Entrenamiento de perros sordos

Se puede pensar que entrenar a un perro sordo es difícil. Pero los perros son expertos en leer el lenguaje corporal, por lo que las señales manuales son tan efectivas como las señales verbales. De hecho, los perros sordos pueden aprender tan bien como los que escuchan.

Solo hay que usar señales visuales en lugar de señales verbales o sonoras. Es más, debido a que los perros son tan buenos para leer el lenguaje corporal, el entrenamiento puede ser más fácil de esta manera. El truco es tener una señal clara para cada instrucción, y mantener esa señal de manera constante.

Educadora canina entrenando a perro sordo

Primeras señales para los perros sordos

Órdenes como “siéntate”, “quédate”, “abajo” y “ven” se pueden indicar con señas. Pero para los perros sordos también es necesario una instrucción a través de lenguaje de señas para frases como “mírame” y “buen perro”.

En este sentido, la parte más difícil de entrenar a un perro sordo es indicarle que preste atención sin distraerse con el entorno, por lo que la primera parte del lenguaje de señas que hay que enseñarle es “mírame”.

Una vez que el perro sordo ha aprendido a “mirar”, es el momento de enseñarle el lenguaje de señas para las instrucciones básicas. Para facilitar las cosas, es importante comenzar el entrenamiento  del perro en un lugar sin demasiadas distracciones. Se recomienda que las sesiones de entrenamiento sean breves, entre cinco y diez minutos, al menos tres veces al día.

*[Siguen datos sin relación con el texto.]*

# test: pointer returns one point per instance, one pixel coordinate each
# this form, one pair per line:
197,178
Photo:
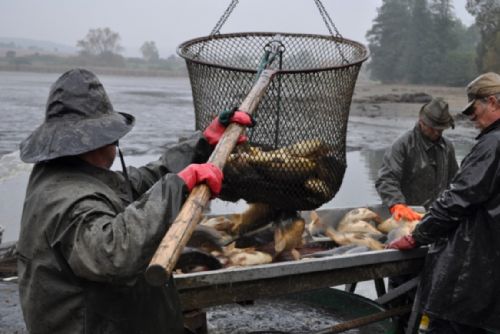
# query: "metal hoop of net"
295,158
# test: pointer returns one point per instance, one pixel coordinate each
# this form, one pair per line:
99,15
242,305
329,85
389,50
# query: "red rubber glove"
404,243
216,129
399,211
203,173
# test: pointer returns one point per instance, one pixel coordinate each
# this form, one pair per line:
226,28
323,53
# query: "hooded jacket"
415,170
83,247
461,277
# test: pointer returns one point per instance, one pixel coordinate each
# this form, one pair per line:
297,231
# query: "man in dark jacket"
88,233
460,287
419,164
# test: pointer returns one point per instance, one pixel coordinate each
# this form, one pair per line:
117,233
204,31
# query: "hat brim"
468,110
60,138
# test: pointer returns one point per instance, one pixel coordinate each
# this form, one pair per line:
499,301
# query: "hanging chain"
224,17
331,27
327,19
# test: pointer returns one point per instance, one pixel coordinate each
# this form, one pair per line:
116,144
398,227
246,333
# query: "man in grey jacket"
460,287
88,233
419,164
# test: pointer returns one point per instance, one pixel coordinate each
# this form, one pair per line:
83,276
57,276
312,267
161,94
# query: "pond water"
164,111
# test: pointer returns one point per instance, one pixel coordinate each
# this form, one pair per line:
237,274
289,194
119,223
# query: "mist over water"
164,112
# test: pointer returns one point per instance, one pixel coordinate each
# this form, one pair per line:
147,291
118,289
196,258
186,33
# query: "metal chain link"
224,17
327,19
331,27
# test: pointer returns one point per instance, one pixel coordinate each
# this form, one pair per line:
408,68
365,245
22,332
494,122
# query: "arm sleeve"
388,183
100,245
194,149
473,185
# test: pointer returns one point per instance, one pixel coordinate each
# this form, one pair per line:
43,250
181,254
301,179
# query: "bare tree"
150,51
100,41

Durante las sesiones de entrenamiento, es importante hacerle saber a tu perro que ha hecho un buen trabajo, no solo dándole golosinas, sino también transmitiéndole la idea de que es “¡buen perro!”, como lo haríamos con un perro oyente. Esto generalmente se indica con un pulgar hacia arriba, seguido de muchas caricias y frotamientos de barriga. El uso de golosinas solo debe ser temporal, por lo que es vital elogiar al perro sordo  mediante el uso de lenguaje corporal y señales con la mano.

Ten en cuenta que…

Sentir lástima por un perro sordo no le favorece en absoluto. Y, de hecho, lo pone en riesgo de no poder alcanzar el equilibrio en el futuro.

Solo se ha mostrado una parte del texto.